Ein neues Blog zum Thema Kulturvermittlung

Kulturvermittlung und Social Web, das scheint eigentlich gut zusammen zu passen, wenn man bedenkt, welche Möglichkeiten uns die digitalen Technologien heute bescheren, mit Menschen in Kontakt zu treten und mit ihnen zu kommunizieren. Aber die Vorbehalte sind groß, immer wieder liest man von der Bedrohung, die den Kultureinrichtungen durch die Verlagerung der Kommunikation ins Netz droht.

Erst gestern habe ich einen Blogbeitrag gelesen, in dem die Frage gestellt wurde,

“wie (es) wäre, wenn alle Kunstwerke virtuell zu besichtigen wären?”

Die Antwort erfolgt postwendend:

“Wäre dies nicht schrecklich? Wo bleibt da die Atmosphäre, zuhause vor dem PC? Virtuelle Welten haben wir doch schon genug! Da ist ein Ausstellungsbesuch kein Event mehr. Die Kunst verschwindet aus dem räumlichen Umfeld und wird Teil der Informationsflut. Und schließlich ist die Betrachtung eines Abbilds niemals das gleiche wie der direkte Blick auf das Original.”

Eine ähnliche Sorge klingt auch bei Birgit Mandel, Professorin am Institut für Kulturpolitik der Universität Hildesheim, durch. Zusammen mit Christoph Deeg hat sie gerade das Blogprojekt zukunftkulturvermittlung gestartet und schreibt in ihrem Beitrag Funktionen von Kulturvermittlung im Web 2.0:

“Jahrzehntelang arbeiteten Kulturvermittler an der Mission, mehr Menschen mit Live-Kunstaufführungen, mit der Aura des Originals in Berührung zu bringen, mehr Menschen zu eigener sinnlicher Auseinandersetzung mit Kunst und künstlerischer Gestaltung zu animieren. Welche Ziele und welche Bedeutung kann die Kulturvermittlung im Zeitalter des Internets noch haben, wenn ein Großteil der Lebenszeit sich in virtuellen Räumen abspielt, die kaum mehr zu überschauen, geschweige denn zu steuern sind? Verlagert sie ihre Aktivitäten nun auch in diese Räume, spielt sie dort mit? Oder versucht sie, Menschen von den virtuellen Welten aus von der Attraktivität realer Kunst-Welten zu überzeugen?”

Diese Sorge ist, denke ich unbegründet, schließlich fürchten sich Kulturbetriebe ja auch nicht vor Filmen, die über Kunst berichten oder gar vor Büchern. Aber ich vermute, als damals Buch, Radio oder TV aufkamen, sahen auch viele das Ende von Kunst und Kultur unmittelbar bevorstehen.
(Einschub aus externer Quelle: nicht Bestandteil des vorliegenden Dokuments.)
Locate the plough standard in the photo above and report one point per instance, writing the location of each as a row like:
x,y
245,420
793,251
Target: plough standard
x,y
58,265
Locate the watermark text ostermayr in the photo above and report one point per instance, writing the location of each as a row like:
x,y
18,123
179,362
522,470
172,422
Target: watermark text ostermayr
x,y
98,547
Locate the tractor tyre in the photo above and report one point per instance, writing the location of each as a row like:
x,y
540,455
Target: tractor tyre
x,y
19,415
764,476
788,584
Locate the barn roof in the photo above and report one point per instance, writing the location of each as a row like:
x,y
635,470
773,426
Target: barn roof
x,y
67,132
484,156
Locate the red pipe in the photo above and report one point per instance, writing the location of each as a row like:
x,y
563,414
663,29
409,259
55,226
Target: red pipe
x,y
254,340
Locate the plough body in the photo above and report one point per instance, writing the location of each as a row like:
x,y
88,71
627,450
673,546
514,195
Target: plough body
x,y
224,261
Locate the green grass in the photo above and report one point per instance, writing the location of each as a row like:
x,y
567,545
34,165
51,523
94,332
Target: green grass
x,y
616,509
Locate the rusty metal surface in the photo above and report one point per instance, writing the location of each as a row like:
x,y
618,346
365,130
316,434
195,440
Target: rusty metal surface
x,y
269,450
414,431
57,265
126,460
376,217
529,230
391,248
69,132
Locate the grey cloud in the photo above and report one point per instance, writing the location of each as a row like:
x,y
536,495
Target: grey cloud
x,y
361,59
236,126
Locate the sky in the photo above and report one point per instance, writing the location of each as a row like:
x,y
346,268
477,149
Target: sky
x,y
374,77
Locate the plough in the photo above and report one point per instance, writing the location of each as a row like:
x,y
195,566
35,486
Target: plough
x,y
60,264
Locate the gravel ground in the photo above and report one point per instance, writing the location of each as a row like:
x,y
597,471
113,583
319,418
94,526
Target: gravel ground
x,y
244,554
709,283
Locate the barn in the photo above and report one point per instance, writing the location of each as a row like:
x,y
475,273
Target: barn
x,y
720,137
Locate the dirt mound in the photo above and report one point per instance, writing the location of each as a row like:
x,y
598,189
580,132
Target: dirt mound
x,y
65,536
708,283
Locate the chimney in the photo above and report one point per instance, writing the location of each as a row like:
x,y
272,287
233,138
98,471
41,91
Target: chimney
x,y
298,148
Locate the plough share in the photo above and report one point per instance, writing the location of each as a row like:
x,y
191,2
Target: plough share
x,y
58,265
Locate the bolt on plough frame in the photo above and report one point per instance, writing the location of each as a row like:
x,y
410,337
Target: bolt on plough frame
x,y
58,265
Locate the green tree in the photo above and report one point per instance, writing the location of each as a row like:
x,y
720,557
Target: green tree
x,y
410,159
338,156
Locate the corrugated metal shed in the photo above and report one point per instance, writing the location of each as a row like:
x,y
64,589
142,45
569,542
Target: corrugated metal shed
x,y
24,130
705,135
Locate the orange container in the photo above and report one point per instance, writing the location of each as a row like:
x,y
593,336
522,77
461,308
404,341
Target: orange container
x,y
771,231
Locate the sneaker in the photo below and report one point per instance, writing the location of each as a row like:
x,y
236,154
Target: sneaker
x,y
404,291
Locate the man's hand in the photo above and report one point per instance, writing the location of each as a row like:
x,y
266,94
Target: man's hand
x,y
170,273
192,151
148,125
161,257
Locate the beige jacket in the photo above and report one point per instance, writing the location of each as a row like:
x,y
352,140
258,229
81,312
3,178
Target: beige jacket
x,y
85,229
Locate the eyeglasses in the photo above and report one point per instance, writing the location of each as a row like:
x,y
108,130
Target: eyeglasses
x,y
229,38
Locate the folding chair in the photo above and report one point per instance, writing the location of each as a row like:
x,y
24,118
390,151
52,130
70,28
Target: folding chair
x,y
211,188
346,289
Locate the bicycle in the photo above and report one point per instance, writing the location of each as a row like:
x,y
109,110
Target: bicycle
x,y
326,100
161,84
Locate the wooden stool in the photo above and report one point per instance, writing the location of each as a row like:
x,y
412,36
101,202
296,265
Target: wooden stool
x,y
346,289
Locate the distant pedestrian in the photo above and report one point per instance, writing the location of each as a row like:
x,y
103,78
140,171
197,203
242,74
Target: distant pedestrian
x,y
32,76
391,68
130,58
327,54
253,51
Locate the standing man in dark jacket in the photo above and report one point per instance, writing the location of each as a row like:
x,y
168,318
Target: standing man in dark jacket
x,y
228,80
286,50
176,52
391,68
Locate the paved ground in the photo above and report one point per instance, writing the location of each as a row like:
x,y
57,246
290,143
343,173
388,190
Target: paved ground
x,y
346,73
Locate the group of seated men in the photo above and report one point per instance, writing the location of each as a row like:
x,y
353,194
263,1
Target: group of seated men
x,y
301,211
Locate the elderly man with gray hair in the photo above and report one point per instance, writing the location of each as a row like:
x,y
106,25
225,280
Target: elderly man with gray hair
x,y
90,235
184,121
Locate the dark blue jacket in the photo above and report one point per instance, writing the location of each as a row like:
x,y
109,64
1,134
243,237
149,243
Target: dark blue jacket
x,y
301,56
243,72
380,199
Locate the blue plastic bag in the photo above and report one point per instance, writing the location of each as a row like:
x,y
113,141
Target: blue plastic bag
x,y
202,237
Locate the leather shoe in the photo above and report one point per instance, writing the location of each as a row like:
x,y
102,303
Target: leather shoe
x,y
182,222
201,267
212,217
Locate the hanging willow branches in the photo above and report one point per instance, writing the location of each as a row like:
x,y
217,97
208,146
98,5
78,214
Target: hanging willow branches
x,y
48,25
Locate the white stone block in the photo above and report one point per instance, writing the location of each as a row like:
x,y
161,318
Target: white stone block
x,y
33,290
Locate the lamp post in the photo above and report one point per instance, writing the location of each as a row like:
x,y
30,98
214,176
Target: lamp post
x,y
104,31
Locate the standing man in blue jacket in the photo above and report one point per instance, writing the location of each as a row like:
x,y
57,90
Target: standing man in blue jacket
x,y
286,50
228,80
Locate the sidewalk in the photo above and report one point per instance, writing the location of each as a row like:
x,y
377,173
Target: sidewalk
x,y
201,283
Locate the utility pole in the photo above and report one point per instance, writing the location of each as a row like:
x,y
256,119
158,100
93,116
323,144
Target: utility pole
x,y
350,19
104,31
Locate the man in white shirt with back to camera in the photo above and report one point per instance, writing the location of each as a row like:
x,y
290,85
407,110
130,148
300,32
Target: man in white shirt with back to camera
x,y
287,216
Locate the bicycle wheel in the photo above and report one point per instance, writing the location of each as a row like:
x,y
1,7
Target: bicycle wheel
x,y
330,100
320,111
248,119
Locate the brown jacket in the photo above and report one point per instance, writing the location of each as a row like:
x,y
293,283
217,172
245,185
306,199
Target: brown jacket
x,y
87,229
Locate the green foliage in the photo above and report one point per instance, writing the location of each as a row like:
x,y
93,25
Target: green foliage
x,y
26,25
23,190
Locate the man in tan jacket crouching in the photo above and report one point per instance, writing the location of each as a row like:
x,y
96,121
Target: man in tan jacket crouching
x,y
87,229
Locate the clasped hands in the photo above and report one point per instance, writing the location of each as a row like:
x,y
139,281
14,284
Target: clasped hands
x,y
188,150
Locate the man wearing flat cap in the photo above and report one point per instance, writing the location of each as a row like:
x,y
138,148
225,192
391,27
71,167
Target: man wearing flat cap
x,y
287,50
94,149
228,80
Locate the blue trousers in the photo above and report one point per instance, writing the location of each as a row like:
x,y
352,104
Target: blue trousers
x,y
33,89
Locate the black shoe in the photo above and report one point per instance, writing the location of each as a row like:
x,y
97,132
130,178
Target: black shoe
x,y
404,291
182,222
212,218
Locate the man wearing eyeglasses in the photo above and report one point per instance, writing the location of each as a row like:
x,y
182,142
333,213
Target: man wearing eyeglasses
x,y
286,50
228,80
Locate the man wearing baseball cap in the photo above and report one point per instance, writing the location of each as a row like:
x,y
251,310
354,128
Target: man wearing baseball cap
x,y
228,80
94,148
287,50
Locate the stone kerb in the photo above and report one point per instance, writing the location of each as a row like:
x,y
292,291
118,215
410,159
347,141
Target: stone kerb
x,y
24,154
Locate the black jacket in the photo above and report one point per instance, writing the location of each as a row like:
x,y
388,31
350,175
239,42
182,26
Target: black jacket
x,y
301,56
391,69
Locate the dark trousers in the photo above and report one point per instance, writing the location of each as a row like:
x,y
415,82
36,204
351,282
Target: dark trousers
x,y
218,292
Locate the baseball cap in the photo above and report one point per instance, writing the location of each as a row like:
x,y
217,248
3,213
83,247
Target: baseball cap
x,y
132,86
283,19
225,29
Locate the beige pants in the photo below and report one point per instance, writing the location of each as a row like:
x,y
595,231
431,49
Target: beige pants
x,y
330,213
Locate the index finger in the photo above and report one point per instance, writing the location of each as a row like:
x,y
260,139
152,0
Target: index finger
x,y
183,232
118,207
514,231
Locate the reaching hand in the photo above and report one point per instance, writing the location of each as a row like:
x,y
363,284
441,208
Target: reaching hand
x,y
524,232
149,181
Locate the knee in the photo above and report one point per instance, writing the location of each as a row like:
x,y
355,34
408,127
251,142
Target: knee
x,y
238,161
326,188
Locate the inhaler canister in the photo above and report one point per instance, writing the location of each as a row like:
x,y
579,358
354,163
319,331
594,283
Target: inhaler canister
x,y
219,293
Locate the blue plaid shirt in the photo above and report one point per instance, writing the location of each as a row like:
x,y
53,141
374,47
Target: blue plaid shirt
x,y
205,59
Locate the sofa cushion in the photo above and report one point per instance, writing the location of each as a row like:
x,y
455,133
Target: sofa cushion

Eine Studie aus den USA, über die ich vor einiger Zeit bereits einen  Beitrag verfasst habe („Audience 2.0″: ersetzt der mediale Kunstgenuss das reale Kunsterlebnis?), zeigt, dass genau das Gegenteil der Fall ist. In “Audience 2.0: How Technology Influences Arts Participation” kommen die AutorInnen eigentlich genau zu dem umgekehrten Schluss. Joe Frandoni formuliert es in einem Beitrag (“Audience 2.0 – Condensed, Part I“) über die Studie so:

“Participation in the arts through electronic and digital media actually spurs participation in live arts performances and exhibitions.”

Jetzt wäre es im nächsten Schritt interessant herauszufinden, warum das so ist. Mit diesem Wissen wäre, und hier widerhole ich mich, für die Kultureinrichtungen viel gewonnen, denn sie hätten damit eine Art Schlüssel, wie sie die medialen bzw. digitalen Inhalte aufbereiten müssen, um die Menschen besser ansprechen bzw. für einen Besuch motivieren können.

Vielleicht lassen sich ja im Rahmen des Blogprojekts zukunftkulturvermittlung Antworten darauf finden? Für Kunst und Kultur wäre das vermutlich ein großer Gewinn.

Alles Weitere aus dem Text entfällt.